The Cleanliness and Organization of the Office
Hygiene is extremely important at home but even more so in a doctor’s office because of all of the sick pets that come through the doors. How clean is the waiting area? Look at the floors, the entranceway, landscaping. Does the environment show attention to detail and care? Are the waiting rooms clean and organized? Do you smell any foul or pungent odors? Remember, if you can smell an odor, your dog’s or cat’s olfactory glands are more than a 100 times more sensitive than a humans and it is even more unpleasant for them. There should be no smell of urine, feces or harsh chemicals. Are the waiting area, lounge and office space comfortable and suitable for you and your pet? Does the doctor separate young kittens and puppies that are more prone and susceptible to disease around other sick dogs and cats? Is there canine-specific comforting music playing throughout the office to calm your nervous pet? Are there any loud noises such as barking from their boarding facility that spills over into the treatment area? Your observational skills will serve you well here as you take in the ambiance of the general office.
Knowledge and Friendliness of Veterinarian Staff
This is sadly where most veterinarian offices in Miami fail. The veterinarian office staff is not only the first interaction a potential customer will have with a veterinarian facility on the telephone but also likely the first staff members they will encounter at the clinic. How intelligent and trained are they? Are they judgmental, rushed, rude/curt or do they take their time, speak knowledgeably, confidently and listen to your concerns and look to comfort you? Take note of how the culture is and how they speak with one another as well. What is the office dynamic and do they make you feel comfortable and reassured? Are they caring and thoughtful or do they seem apathetic and aloof as if you are just a number and they can’t wait for the day to be over? Do they make appropriate eye contact and acknowledge your existence or is the office grossly understaffed or mismanaged? Professionalism, organization, and happiness are very important within the staff. How is their communication style? Are they confrontational, or do they listen and really try to help and find the best solution for you in an intelligent manner? If the veterinarian’s staff does not speak English clearly and communicate intelligently that reflects poorly on the veterinarian’s practice. Way too often I arrive at a veterinarian’s office or speak with them on the phone and someone is speaking to me in broken English, cannot communicate properly or is just giving me incorrect information. It is great to be bilingual or trilingual but not copasetic to speak street language or garbled, improper English, Spanish, French…etc. It is more important to speak one language well then 3 poorly.

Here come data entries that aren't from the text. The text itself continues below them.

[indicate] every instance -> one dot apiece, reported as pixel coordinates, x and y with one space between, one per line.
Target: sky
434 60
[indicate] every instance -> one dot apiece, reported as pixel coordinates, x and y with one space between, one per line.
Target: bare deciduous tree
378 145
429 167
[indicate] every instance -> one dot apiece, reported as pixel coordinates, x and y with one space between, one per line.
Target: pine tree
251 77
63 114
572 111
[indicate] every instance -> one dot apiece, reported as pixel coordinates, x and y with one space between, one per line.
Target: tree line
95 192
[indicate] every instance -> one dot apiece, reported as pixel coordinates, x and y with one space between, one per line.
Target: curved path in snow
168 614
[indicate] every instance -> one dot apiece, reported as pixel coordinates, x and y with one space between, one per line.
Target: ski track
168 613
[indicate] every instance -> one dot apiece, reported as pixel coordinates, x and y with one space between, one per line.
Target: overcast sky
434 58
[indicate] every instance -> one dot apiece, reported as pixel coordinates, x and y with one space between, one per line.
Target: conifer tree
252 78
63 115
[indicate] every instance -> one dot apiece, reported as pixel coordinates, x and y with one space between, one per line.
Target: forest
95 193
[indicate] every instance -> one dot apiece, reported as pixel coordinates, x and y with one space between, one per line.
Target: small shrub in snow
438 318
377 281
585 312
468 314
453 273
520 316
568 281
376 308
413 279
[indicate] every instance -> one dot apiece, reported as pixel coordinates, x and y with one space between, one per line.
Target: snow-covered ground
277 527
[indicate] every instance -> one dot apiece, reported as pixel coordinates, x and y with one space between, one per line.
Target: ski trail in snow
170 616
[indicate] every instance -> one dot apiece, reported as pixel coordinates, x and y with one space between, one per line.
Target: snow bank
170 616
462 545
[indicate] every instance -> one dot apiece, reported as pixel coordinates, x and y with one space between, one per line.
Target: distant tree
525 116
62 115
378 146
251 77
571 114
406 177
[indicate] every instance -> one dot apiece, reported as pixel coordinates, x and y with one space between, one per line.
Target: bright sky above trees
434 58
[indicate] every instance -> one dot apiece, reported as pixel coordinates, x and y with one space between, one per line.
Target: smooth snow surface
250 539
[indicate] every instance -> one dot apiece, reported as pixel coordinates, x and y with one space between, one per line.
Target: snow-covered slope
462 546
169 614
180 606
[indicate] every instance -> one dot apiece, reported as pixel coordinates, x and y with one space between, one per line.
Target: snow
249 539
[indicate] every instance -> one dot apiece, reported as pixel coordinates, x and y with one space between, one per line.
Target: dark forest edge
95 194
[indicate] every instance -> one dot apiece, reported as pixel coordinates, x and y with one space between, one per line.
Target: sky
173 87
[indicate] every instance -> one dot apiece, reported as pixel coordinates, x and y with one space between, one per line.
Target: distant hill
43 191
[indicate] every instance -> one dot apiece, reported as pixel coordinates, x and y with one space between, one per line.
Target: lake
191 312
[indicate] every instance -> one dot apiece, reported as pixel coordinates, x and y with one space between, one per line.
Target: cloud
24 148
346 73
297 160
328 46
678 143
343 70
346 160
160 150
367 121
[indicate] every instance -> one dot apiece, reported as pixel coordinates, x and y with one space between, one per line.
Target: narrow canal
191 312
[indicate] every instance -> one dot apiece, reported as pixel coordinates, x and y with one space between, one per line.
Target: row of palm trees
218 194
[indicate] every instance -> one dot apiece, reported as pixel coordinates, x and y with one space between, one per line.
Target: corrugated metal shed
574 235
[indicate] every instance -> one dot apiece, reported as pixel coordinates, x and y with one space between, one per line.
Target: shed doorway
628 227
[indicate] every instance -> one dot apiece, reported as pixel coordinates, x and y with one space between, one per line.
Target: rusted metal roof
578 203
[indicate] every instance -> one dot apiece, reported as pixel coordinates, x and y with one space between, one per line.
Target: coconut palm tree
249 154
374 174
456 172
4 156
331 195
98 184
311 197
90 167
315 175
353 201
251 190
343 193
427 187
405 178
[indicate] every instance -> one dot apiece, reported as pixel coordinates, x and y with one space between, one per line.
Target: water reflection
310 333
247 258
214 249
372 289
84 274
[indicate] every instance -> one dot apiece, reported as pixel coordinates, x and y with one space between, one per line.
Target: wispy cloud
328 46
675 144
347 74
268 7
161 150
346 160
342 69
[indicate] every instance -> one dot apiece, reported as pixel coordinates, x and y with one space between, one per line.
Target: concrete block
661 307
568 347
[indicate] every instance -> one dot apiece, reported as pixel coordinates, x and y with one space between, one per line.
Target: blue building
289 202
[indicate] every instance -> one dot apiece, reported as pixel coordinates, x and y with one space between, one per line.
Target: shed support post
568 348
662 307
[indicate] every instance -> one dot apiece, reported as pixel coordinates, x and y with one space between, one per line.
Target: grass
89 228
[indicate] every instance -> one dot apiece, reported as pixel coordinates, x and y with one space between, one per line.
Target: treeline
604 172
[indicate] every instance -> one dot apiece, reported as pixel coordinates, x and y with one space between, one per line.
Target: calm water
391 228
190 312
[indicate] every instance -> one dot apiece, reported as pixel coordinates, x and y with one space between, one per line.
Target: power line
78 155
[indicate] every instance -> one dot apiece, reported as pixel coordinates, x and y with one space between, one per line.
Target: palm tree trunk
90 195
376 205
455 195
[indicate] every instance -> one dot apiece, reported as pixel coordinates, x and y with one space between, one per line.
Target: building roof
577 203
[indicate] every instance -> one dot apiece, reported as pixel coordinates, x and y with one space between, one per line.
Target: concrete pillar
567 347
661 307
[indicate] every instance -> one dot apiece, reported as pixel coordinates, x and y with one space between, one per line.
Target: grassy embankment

The Appearance of the Veterinarian and Staff
Again, the staff should look professional, not like they just rolled out of bed and not with stained, wrinkled clothes. They should maintain a professional, clean uniform in an organized, cohesive environment.
Have Access to Speak to the Veterinarian
If the veterinarian is too busy to speak with you, rarely picks up the phone when you call or doesn’t call you back in a timely manner or at all, you may want to find another veterinarian.
A lot of this seems like common sense but surprisingly few offices have all of their office and staff in order and running as it should. Your pet’s lifeline maybe your veterinarian so choose wisely.